A broad glacier, 3.6 nmi long, which occupies the upland northward of Mount Bergen and Mount Gran and flows north to the head of Alatna Valley.
Named by New Zealand Geographic Board (NZGB) (c. 1980) in association with the names of ships grouped in Convoy Range; lugger being a small vessel with four-sided sails.

==Other features==

===Cargo Pond===
. A pond in a moraine enclosed basin at the foot of the cliffs to the south end of Alatna Valley, in the Convoy Range of Victoria Land. This frozen pond was the site of a 1960-61 USARP field party (Parker Calkin, Roger Hart, and Ellory Schempp) which had to be evacuated in a hurry. Equipment and provisions stockpiled on the pond ice were eventually redistributed by the wind and lodged among the surrounding morainic boulders. A 1989-90 NZARP party (Trevor Chinn) camped nearby made frequent visits to the site to clean up the area, but also to acquire various 30-year old exotic foods to supplement their standard camp fare.

===Rum Pond===
. The larger and eastern of two closely spaced frozen ponds in the floor of Alatna Valley. The name is one of a group in Convoy Range reflecting a nautical theme.

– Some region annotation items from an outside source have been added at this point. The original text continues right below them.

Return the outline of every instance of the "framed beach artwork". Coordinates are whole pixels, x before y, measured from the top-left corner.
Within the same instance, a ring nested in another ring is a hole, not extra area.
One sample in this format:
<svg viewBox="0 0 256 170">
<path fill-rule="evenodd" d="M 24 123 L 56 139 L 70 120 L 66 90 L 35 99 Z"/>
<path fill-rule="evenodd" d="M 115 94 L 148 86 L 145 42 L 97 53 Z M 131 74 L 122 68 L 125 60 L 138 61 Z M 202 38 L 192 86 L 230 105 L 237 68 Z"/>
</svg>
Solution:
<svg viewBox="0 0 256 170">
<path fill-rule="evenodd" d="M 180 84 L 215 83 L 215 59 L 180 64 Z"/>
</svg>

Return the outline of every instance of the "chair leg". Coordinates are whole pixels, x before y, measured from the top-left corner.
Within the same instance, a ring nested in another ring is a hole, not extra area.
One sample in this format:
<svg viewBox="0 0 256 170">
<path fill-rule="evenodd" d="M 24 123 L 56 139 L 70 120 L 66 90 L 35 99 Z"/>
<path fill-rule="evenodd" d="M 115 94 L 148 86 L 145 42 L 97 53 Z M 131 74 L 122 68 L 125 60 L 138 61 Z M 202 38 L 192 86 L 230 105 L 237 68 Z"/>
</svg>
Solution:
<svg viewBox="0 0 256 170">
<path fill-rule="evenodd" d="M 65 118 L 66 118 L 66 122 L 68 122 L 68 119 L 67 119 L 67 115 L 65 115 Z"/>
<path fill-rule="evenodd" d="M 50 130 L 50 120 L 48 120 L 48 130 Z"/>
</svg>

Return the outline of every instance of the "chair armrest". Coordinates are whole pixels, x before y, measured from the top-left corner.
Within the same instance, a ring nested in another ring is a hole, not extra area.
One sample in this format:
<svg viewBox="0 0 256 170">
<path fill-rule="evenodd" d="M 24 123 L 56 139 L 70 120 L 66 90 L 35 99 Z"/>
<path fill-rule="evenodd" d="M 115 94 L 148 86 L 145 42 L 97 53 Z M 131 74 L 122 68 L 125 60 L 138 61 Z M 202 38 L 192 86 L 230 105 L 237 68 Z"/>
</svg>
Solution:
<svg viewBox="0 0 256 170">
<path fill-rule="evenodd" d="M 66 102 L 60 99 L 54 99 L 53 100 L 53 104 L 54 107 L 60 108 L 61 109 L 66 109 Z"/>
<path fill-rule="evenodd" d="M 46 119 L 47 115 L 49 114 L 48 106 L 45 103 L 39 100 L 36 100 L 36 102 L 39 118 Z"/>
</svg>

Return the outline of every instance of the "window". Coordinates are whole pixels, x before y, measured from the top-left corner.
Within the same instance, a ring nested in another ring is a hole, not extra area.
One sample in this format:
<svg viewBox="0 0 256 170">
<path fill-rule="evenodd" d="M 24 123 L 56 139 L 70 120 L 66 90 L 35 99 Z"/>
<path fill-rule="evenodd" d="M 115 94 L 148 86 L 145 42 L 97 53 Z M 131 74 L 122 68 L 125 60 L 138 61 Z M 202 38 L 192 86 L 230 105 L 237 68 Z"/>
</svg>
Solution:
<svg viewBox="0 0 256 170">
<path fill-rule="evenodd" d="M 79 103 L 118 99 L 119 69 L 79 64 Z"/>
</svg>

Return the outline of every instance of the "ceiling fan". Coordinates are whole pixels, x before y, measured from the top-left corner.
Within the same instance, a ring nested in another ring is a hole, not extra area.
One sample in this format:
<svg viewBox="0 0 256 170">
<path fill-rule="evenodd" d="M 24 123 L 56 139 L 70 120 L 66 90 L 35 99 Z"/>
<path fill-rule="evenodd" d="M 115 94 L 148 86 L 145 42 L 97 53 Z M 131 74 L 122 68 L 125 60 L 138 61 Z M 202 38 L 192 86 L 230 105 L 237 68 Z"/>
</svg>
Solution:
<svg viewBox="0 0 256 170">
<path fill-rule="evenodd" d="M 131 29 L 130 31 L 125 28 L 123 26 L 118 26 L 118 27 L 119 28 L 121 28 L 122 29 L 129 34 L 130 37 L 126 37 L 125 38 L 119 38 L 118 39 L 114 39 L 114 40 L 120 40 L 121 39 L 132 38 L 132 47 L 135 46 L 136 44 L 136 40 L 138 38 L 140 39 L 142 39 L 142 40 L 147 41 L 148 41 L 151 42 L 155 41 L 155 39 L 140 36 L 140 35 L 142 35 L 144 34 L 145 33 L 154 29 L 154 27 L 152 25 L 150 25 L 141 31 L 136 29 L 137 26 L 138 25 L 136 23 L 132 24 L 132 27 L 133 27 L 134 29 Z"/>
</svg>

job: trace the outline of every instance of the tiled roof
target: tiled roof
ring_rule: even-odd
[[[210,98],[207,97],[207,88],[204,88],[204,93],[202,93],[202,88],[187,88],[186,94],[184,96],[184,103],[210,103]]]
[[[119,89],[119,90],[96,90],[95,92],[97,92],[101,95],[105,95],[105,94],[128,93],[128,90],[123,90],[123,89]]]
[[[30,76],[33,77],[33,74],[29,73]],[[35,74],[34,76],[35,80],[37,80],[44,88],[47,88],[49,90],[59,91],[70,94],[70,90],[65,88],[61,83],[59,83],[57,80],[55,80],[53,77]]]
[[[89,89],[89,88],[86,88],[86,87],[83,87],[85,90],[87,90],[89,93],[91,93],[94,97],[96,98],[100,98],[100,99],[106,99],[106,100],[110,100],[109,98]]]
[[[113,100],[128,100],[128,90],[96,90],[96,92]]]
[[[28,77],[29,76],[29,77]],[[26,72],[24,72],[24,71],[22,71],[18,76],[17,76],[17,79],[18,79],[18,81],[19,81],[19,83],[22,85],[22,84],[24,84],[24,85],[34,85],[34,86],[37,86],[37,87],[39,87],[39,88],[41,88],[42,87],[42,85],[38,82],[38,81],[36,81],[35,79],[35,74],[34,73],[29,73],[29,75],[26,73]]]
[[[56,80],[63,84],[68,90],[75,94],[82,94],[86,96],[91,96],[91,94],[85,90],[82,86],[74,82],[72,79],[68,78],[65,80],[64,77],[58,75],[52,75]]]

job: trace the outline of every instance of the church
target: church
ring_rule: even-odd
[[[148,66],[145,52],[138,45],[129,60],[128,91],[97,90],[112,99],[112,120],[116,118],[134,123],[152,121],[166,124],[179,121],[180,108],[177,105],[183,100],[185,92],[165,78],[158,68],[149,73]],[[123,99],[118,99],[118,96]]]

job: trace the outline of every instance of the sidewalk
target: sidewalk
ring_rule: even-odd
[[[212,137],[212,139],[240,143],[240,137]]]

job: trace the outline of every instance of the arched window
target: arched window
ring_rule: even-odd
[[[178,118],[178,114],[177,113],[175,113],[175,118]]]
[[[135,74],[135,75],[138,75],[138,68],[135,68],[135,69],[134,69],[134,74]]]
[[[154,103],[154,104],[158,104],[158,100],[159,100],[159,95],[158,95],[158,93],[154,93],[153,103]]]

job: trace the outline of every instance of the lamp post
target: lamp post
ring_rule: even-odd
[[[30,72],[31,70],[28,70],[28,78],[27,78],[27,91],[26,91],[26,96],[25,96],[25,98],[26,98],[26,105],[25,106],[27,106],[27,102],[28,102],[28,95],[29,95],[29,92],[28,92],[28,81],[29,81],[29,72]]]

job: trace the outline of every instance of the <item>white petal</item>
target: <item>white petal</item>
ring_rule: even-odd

Named after this traditional naval beverage by a 1989-90 NZARP field party.

===Tot Pond===
. The smaller and western of two closely spaced frozen ponds in the floor of Alatna Valley, filled by overflow from the larger adjacent Rum Pond. Named by a 1989-90 NZARP field party (Trevor Chinn) in association with Rum Pond; in nautical circles a tot is a traditional small issue of rum.